Unidentified Santa Cruz Newspaper, Contributed by Phil Reader (August 17, 1897)
Death of Edgar Spalsbury on Monday Night
He Served His Country During the War -- Was Among Our Prominent Citizens
Edgar Spalsbury died at 11:50 o'clock Monday night at his home on Laurel St. of organic disease of the heart after a lingering illness.
Mr. Spalsbury was born in Jefferson Co., New York in 1835. He was admitted to the bar in 1856. On the breaking out of the Rebellion he abandoned a large practice and entered the service as Captain of Co. C. 25th New York Infantry, receiving his first baptism of fire at the battle of Bull Run. He also served with his regiment in the Army of the Potomac and participated in the campaigns of Northern Virginia.

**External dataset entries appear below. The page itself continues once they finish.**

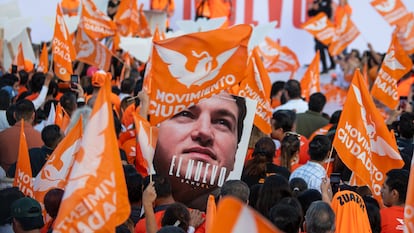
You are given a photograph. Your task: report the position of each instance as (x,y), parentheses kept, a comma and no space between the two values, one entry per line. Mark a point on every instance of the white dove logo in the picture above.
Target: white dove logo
(203,71)
(386,6)
(392,62)
(86,46)
(317,25)
(93,145)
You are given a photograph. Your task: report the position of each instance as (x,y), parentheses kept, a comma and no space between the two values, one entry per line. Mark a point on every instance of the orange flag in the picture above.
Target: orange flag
(127,18)
(405,34)
(395,65)
(211,212)
(362,139)
(345,33)
(192,67)
(409,203)
(393,11)
(96,198)
(257,86)
(310,82)
(43,60)
(62,47)
(56,169)
(91,51)
(144,30)
(320,27)
(146,136)
(23,177)
(19,58)
(279,58)
(62,118)
(95,22)
(235,216)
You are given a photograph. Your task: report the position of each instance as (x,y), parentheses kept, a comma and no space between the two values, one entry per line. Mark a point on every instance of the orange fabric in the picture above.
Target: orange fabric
(395,65)
(96,23)
(257,86)
(97,168)
(56,169)
(320,27)
(345,32)
(235,216)
(23,178)
(391,220)
(214,64)
(394,12)
(43,60)
(362,139)
(350,212)
(310,83)
(62,47)
(96,54)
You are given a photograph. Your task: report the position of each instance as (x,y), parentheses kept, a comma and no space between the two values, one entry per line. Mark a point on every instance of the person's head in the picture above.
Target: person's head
(178,215)
(27,215)
(203,136)
(52,201)
(235,188)
(51,136)
(320,218)
(282,121)
(319,148)
(298,186)
(286,217)
(24,110)
(316,102)
(394,189)
(7,197)
(406,125)
(289,150)
(293,89)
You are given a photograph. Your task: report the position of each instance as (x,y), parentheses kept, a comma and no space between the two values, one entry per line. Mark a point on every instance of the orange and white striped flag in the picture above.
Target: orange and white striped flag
(235,216)
(62,48)
(195,66)
(395,65)
(310,82)
(56,169)
(345,33)
(393,11)
(409,203)
(91,51)
(19,58)
(127,18)
(94,22)
(23,178)
(43,60)
(320,27)
(96,198)
(146,136)
(257,86)
(362,138)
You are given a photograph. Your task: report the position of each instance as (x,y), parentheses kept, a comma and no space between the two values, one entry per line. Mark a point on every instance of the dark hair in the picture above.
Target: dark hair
(319,147)
(290,145)
(293,88)
(398,179)
(24,110)
(176,213)
(235,188)
(320,218)
(52,201)
(316,102)
(51,135)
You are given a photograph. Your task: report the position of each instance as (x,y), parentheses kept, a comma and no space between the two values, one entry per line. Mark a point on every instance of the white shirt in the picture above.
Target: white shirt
(297,105)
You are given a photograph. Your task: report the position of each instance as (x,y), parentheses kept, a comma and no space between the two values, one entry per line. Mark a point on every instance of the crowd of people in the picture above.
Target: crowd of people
(285,175)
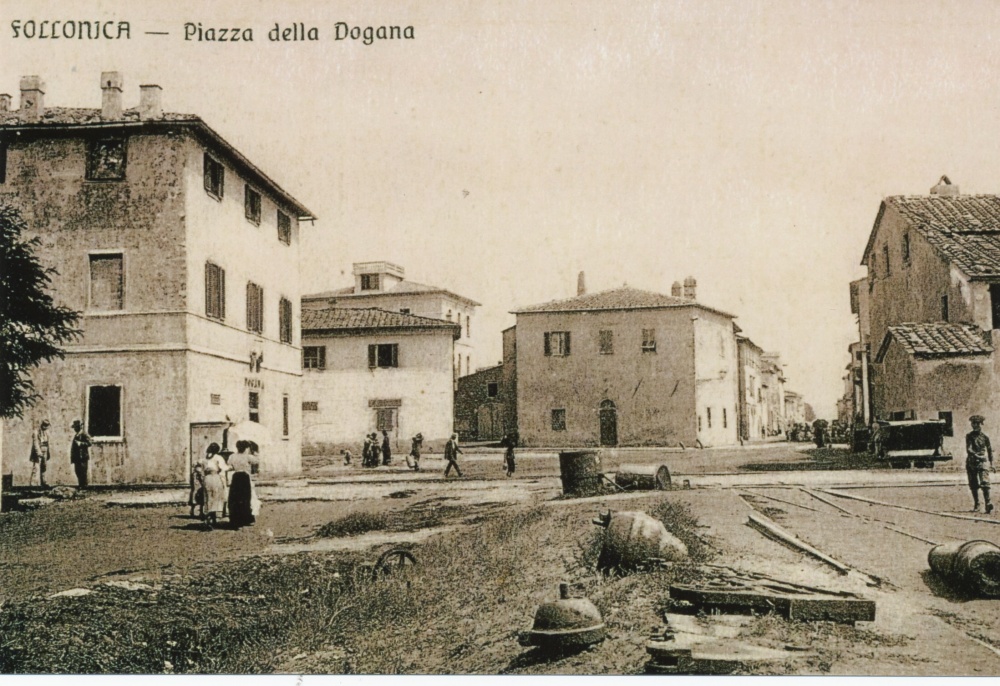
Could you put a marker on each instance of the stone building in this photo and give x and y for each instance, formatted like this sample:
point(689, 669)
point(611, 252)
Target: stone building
point(933, 292)
point(368, 369)
point(626, 367)
point(182, 256)
point(384, 285)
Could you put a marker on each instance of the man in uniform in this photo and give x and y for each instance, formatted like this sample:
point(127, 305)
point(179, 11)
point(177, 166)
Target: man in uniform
point(978, 451)
point(79, 452)
point(451, 451)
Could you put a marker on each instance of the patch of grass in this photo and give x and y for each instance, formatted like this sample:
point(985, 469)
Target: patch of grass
point(354, 524)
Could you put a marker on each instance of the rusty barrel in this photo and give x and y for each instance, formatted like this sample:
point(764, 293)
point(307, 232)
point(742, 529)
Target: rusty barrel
point(580, 471)
point(643, 477)
point(973, 565)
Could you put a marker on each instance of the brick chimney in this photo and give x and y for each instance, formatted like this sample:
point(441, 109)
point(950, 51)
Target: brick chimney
point(690, 288)
point(32, 98)
point(111, 98)
point(150, 103)
point(945, 187)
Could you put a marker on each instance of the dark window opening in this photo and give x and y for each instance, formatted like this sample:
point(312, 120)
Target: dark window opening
point(284, 228)
point(949, 426)
point(285, 320)
point(606, 342)
point(251, 205)
point(107, 282)
point(383, 355)
point(215, 177)
point(254, 406)
point(106, 160)
point(215, 291)
point(104, 411)
point(255, 308)
point(314, 357)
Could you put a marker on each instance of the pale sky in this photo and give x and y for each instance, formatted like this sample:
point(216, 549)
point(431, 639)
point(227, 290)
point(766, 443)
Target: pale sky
point(513, 144)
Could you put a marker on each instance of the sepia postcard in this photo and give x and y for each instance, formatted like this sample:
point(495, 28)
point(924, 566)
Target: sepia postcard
point(499, 338)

Much broken in health, Mr. Spalsbury, after the war, spent some time in traveling in an effort to regain his health, resuming the practice of his profession in Chicago in 1865. Overwork and the severe climate again caused him to lose his health and, after trying several Eastern health resorts, he came to California in 1875, locating in Santa Cruz a year later and recovered his health. Recently he was taken ill again and but little hope was held out for his recovery. He leaves a widow and a host of friends to morn his loss.
In the death of Mr. Spalsbury Santa Cruz loses a good citizen, one who always had the interest of the city at heart.
He served as Justice of the Peace in Santa Cruz before he entered upon the practice of law with Bart Burke. He also served as Library trustee, taking much interest in the Library. The deceased was a member of Wallace-Reynolds Post, G.A.R.